Posted at 6:31 PM, Jun 15, 2018
and last updated 2018-06-15 19:31:38-04

Charles Page was a struggling entrepreneur, he was a police chief, Pinkerton detective, lumberjack and railroad clerk.

His hotel in Washington State failed, he panned for gold in Canada.

It wasn't until he made it to Oklahoma and sunk an oil well that his life became one of fabulous wealth.

Which he turned around and spent on orphans, widows, and building the town that would support them all.

On the highest rise of Sand Springs downtown triangle, fronted by his statue, glows the white stuccoed tribute to Charles Page that was commissioned by his wife, Lucille, three years after his death in 1926.

In the teeth of the Great Depression, here opened an Art Deco masterpiece in memory of the man who built a remarkable industrial complex alongside a sandy spring that sprung from the ground along the Arkansas River west of Tulsa.

A library was how Lucille Page wanted her husband remembered.

"It's just beautiful, it's like being in an artifact all day," Museum Director Ginger Murphy said. "I know it's like a secret treasure because I can't tell you how many times I've driven through Sand Springs not knowing the story."

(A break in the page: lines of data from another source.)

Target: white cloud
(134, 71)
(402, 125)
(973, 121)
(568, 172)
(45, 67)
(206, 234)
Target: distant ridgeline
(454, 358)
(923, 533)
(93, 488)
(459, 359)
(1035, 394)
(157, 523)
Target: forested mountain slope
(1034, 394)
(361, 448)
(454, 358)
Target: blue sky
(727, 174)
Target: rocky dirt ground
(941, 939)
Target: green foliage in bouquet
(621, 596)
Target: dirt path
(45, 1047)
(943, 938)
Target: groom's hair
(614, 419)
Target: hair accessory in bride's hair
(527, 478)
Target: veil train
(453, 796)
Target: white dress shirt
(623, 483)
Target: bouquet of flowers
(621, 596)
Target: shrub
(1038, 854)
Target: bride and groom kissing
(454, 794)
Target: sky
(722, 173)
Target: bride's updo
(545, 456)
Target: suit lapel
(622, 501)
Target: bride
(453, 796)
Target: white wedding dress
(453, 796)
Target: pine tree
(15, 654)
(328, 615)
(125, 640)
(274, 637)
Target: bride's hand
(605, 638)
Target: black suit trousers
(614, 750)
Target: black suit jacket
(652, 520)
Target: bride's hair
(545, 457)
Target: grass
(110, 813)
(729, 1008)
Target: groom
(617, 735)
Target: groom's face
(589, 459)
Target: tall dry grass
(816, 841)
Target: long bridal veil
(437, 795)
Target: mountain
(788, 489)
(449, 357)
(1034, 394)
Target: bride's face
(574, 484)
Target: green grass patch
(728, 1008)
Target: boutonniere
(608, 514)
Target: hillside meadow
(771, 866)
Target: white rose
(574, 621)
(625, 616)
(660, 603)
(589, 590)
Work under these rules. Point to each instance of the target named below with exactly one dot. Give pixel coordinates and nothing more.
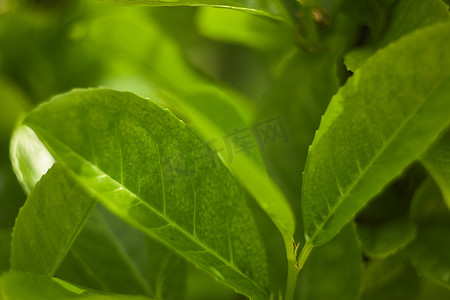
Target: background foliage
(358, 156)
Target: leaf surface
(407, 16)
(333, 271)
(24, 285)
(391, 279)
(273, 8)
(215, 112)
(386, 239)
(428, 252)
(125, 150)
(379, 122)
(96, 253)
(49, 222)
(437, 161)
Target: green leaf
(273, 9)
(379, 122)
(334, 270)
(428, 252)
(213, 111)
(49, 222)
(152, 171)
(29, 157)
(243, 29)
(390, 279)
(5, 247)
(384, 226)
(437, 161)
(407, 16)
(387, 238)
(97, 253)
(298, 104)
(430, 290)
(17, 285)
(428, 206)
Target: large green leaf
(151, 170)
(428, 252)
(17, 285)
(213, 111)
(270, 8)
(96, 253)
(379, 122)
(334, 270)
(437, 161)
(49, 222)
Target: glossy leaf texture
(164, 271)
(428, 252)
(125, 150)
(49, 222)
(334, 270)
(377, 124)
(437, 161)
(17, 285)
(219, 115)
(270, 8)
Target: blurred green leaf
(49, 222)
(97, 253)
(273, 9)
(437, 161)
(333, 270)
(406, 17)
(428, 206)
(243, 29)
(151, 170)
(386, 239)
(298, 99)
(390, 279)
(429, 291)
(428, 252)
(384, 226)
(376, 125)
(17, 285)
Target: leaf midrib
(170, 222)
(374, 159)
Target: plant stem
(294, 265)
(306, 250)
(291, 283)
(291, 254)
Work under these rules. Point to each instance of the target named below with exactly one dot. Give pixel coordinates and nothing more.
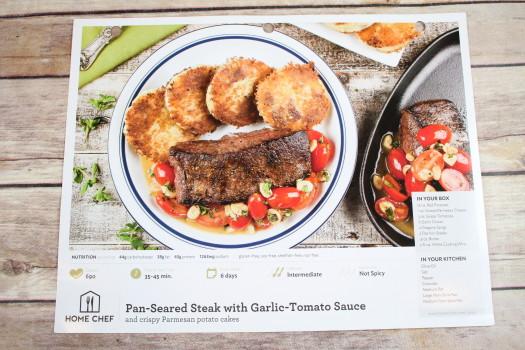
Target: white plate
(213, 46)
(351, 42)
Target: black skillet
(435, 74)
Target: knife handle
(90, 53)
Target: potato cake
(293, 98)
(389, 37)
(186, 100)
(230, 96)
(347, 27)
(149, 129)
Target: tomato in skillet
(412, 184)
(284, 198)
(240, 222)
(262, 224)
(423, 165)
(307, 198)
(393, 189)
(463, 163)
(434, 133)
(453, 180)
(256, 206)
(395, 161)
(324, 151)
(391, 210)
(216, 217)
(170, 206)
(164, 174)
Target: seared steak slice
(230, 169)
(426, 113)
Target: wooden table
(34, 68)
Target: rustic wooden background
(367, 83)
(34, 68)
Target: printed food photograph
(264, 135)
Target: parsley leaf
(101, 195)
(90, 124)
(87, 185)
(132, 233)
(131, 227)
(95, 170)
(78, 174)
(104, 102)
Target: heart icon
(76, 273)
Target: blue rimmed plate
(213, 46)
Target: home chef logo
(90, 302)
(89, 310)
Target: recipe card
(278, 173)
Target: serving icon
(90, 302)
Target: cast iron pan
(435, 74)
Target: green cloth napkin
(132, 41)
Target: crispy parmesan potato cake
(186, 100)
(149, 129)
(389, 37)
(230, 96)
(347, 27)
(293, 98)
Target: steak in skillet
(426, 113)
(230, 169)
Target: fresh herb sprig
(133, 234)
(101, 104)
(89, 179)
(101, 195)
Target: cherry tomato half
(412, 184)
(170, 206)
(453, 180)
(215, 218)
(463, 163)
(393, 189)
(314, 135)
(433, 133)
(262, 224)
(391, 210)
(164, 174)
(256, 206)
(307, 198)
(323, 153)
(284, 197)
(424, 163)
(239, 223)
(395, 161)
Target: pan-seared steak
(230, 169)
(426, 113)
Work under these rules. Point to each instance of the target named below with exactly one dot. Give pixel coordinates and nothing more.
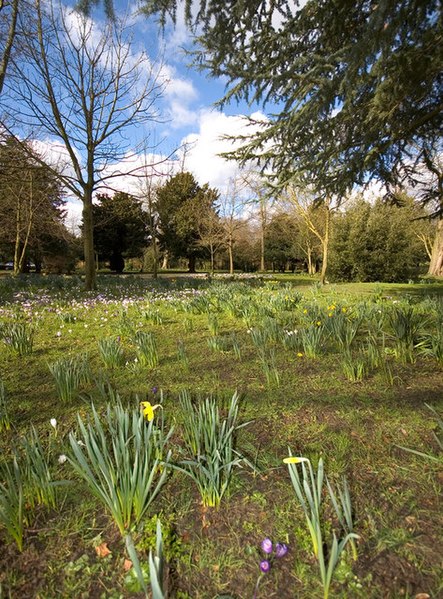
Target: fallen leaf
(102, 550)
(127, 565)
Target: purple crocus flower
(265, 566)
(281, 550)
(266, 545)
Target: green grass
(356, 427)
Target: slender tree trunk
(436, 264)
(88, 241)
(325, 246)
(9, 42)
(17, 238)
(155, 253)
(191, 264)
(165, 263)
(231, 257)
(262, 234)
(212, 251)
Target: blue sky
(187, 104)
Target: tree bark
(191, 264)
(88, 241)
(9, 43)
(231, 257)
(325, 246)
(436, 264)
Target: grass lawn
(348, 375)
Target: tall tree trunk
(9, 42)
(88, 241)
(325, 246)
(262, 233)
(165, 263)
(212, 251)
(17, 238)
(436, 264)
(231, 256)
(191, 264)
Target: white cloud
(203, 156)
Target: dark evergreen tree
(119, 229)
(182, 204)
(354, 88)
(378, 242)
(31, 205)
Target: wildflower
(265, 566)
(148, 410)
(280, 550)
(294, 460)
(266, 545)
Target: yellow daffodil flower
(294, 460)
(148, 410)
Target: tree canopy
(355, 86)
(182, 205)
(31, 205)
(119, 228)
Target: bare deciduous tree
(83, 86)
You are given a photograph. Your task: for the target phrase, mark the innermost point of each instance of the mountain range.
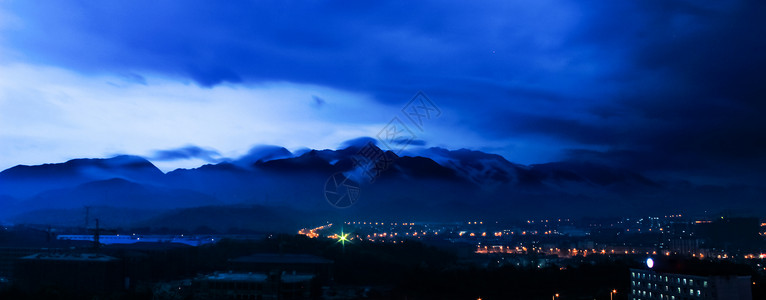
(272, 188)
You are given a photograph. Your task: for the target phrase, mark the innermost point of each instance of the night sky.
(670, 88)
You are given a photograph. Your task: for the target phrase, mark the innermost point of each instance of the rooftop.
(70, 257)
(273, 258)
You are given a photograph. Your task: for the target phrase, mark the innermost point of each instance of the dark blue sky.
(657, 86)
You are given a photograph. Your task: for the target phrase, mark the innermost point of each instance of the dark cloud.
(660, 84)
(358, 142)
(188, 152)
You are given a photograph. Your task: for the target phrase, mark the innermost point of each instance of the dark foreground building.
(255, 286)
(687, 280)
(72, 272)
(270, 263)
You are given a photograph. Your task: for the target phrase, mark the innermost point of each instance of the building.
(270, 263)
(255, 286)
(686, 280)
(72, 272)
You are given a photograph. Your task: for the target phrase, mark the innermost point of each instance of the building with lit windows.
(673, 281)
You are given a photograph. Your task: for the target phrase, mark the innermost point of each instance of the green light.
(343, 238)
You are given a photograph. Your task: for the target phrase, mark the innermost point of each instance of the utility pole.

Charles Page tried his hand at a lot of things.

He failed and lost fortunes.

Until he got to Oklahoma and struck oil.

But instead of building a mansion and stuffing it with treasures, he built an orphanage, because he was an orphan, too.

And then he built a home for widowed mothers because his mother was a widow.

And to support both of those endeavors, he built a town.

A blue-collar behemoth that at its peak was known as "The Industrial Giant of the Southwest."
With Page as its sole benefactor.

"And everyone is so loyal to Charles Page and you know, he's such an endearing man," Murphy said. "I've never seen such a city that's so proud and loyal and happy."

Charles Page built a railroad and a trolley line to Tulsa.

There was a Kerr Glass Plant.

And the largest woolen mill west of the Mississippi.

Commander Mills turned out 185 miles of bed linens every week for sale in the country's finest stores.

Page built a steel mill and a generating station that provided the town's electricity and laid the pipes for fresh water from Shell Lake.

There were a poultry farm and an amusement park and the region's first zoo.

And though he himself belonged to no denomination, he gave churches free land on which to build theirs

And from this little desk, Page ran a bank and his oil company and scores of other businesses to support the orphans and widows.

Until pneumonia took him in 1926 when he was 66 years old.

"And the beauty, you don't see the beauty anymore," Murphy said. "Everything is hand done and there's so much workmanship and artistry in something like this."

In 2003, the library became the town's historical museum.

Lucille Page spent a $100,000 to hire Otis Floyd Johnson of Chicago's Lorado Taft

Studio to wrap her husband's memorial in St. Genevieve Italian marble on the walls and pink Tennessee marble on the staircases.

The hand-painted capitals and moldings are in silver, blue and gold.

And then the building was draped in solid brass.

The massive front doors, the interior handrailings.

The one-of-a-kind light fixtures and chandeliers, made at the town's Empire Chandelier Company.
Sand Springs had a chandelier company.

And the window frames are brass, as well.

Including the large one in front, called the memorial window, which Lucile Page stipulated should never be covered with a drape so that everyone could look across the street and see her husband's statue.

Gazing out from atop the rise, to the legacy he left, alongside the sandy spring.

The Charles Page Foundation still supports the Sand Springs Children's Home and the Charles Page Family Village for single mothers.

The Page Memorial Library building is open every day except Sunday and Monday.